Sammanfattning: Autoantibodies against glutamic acid decarboxylase (GADA), protein tyrosine-phosphatase-like protein (IAÐ2A), and/or pancreatic islet cells (ICA) are autoimmune markers usually present at diagnosis of Type 1 diabetes. Type 1 diabetes is therefore in general believed to be caused by an immune-mediated beta cell destruction. In children this destruction is fast, whereas in adult patients Type 1 diabetes is sometimes slowly-progressive, with preserved insulin production, and is therefore clinically often considered as Type 2 diabetes. The aims of this thesis were to develop GADA and IA-2A assays and study the value of these antigen-specific islet antibodies in the prediction of beta cell failure and differentiation between Type 1 and Type 2 diabetes. In children (<15 years) with recently diagnosed diabetes, GADA and/or IA-2A were detected as frequently as ICA (89% and 87%, respectively). Development of complete beta cell failure (fasting P-C-peptide <0.10 nmol/l) within 12 years after diagnosis of adult-onset diabetes (>20 years of age) was always associated with presence of GADA and/or IA-2A at diagnosis.
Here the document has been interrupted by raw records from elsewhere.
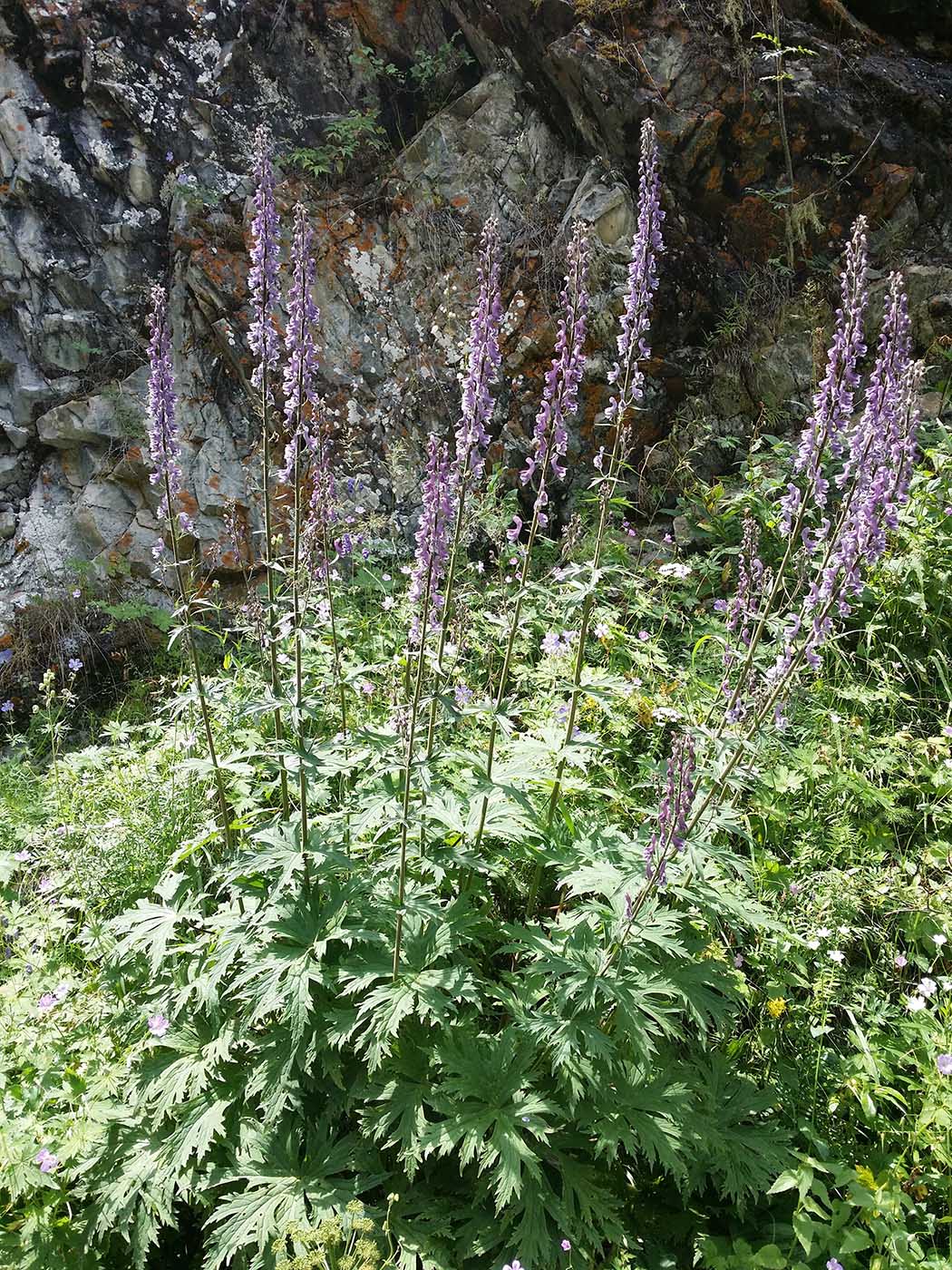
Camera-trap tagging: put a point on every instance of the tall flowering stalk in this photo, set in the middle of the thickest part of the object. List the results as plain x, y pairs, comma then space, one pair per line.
875, 480
471, 431
678, 797
264, 343
560, 402
833, 402
165, 453
300, 402
754, 581
628, 381
670, 835
428, 571
825, 431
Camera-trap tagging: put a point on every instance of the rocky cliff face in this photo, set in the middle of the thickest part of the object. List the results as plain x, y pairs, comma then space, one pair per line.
124, 142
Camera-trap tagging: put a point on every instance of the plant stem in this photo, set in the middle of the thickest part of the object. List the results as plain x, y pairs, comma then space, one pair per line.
782, 121
408, 765
197, 669
298, 659
510, 645
589, 603
269, 574
448, 596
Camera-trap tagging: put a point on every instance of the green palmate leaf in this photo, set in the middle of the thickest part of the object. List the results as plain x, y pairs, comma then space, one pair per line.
199, 1123
277, 1187
149, 930
279, 974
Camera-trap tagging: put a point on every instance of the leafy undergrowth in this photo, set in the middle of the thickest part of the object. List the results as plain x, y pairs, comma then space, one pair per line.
206, 1057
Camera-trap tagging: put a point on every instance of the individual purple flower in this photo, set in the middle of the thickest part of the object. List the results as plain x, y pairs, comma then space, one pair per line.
462, 695
432, 536
263, 276
626, 374
47, 1161
321, 510
833, 400
164, 444
675, 806
482, 362
301, 365
560, 396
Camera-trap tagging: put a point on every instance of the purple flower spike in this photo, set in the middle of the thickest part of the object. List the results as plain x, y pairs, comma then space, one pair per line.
560, 396
301, 366
164, 444
626, 374
833, 400
673, 813
432, 535
484, 358
263, 277
47, 1161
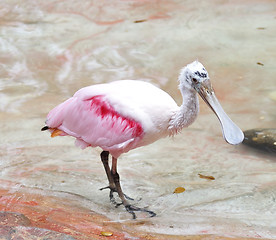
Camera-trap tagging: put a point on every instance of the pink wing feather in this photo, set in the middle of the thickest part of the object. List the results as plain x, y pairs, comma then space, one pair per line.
93, 122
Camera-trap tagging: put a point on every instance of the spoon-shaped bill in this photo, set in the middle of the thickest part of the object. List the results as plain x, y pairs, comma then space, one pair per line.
231, 132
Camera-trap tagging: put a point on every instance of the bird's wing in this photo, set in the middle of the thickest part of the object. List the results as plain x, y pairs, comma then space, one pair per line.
94, 122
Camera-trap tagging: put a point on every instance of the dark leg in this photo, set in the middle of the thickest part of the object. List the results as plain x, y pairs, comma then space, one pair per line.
131, 209
111, 186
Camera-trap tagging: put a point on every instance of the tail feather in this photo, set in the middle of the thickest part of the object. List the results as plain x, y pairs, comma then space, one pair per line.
44, 128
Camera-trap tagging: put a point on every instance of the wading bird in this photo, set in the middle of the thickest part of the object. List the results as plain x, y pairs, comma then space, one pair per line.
126, 114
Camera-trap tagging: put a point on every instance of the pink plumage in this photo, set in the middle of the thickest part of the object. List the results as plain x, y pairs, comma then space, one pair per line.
94, 122
127, 114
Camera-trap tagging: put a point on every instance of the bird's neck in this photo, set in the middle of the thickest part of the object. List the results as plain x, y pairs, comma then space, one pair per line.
187, 111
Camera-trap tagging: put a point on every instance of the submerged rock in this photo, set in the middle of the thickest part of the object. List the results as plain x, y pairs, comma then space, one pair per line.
261, 138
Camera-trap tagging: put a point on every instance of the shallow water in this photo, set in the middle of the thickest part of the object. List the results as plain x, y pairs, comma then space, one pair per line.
50, 49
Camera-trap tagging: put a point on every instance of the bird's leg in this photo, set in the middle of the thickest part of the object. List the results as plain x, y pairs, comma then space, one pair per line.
130, 208
111, 186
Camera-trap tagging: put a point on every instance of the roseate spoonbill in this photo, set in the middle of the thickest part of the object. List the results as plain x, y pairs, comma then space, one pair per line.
123, 115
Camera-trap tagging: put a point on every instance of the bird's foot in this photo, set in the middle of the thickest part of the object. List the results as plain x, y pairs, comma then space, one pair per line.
115, 190
132, 209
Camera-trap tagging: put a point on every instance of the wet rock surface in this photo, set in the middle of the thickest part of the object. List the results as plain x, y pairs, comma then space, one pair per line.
261, 138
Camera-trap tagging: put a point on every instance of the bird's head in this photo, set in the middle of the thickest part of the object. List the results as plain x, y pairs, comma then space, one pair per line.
194, 77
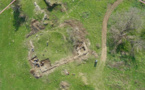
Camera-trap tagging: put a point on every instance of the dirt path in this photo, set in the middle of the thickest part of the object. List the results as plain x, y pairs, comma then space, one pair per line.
30, 51
104, 29
99, 70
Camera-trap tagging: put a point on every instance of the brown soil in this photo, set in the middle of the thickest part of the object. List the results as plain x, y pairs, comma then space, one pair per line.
99, 70
35, 27
104, 29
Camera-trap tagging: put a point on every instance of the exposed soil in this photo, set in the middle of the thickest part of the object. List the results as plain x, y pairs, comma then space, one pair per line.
104, 29
35, 27
99, 70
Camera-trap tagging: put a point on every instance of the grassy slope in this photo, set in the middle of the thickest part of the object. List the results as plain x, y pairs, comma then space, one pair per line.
129, 77
14, 66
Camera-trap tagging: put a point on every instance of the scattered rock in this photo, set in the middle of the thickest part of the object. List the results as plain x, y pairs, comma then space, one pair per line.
64, 85
98, 46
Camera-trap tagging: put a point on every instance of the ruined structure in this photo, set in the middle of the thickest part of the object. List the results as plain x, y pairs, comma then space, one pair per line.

The antibody patterns differed between rapid (2-3 antibodies and high antibody levels) and slow development (only GADA or ICA). In the Diabetes Incidence Study in Sweden (DISS) (15-34 years of age), islet antibodies were found in 83% of patients with clinical Type 1, but also in 24% of patients with clinical Type 2 and 51% of patients with unclassifiable diabetes. Hence, measurements of islet antibodies are necessary for a correct classification of diabetes (Type 1 versus Type 2). In 13% of antibody negative cases, low fasting P-C-peptide levels (<0.25 nmol/l) identified idiopathic non-autoimmune Type 1 diabetes. Most children and adults remained GADA and/or IA-2A positive many years after diagnosis. In conclusion, the antigen-specific islet antibodies predicted beta cell failure. To differentiate between classical Type 1 diabetes, slowly-progressive Type 1 diabetes, idiopathic Type 1 diabetes, and Type 2 diabetes, a classification into seropositive (islet antibody positive) or negative diabetes, with or without preserved beta cell function, is proposed.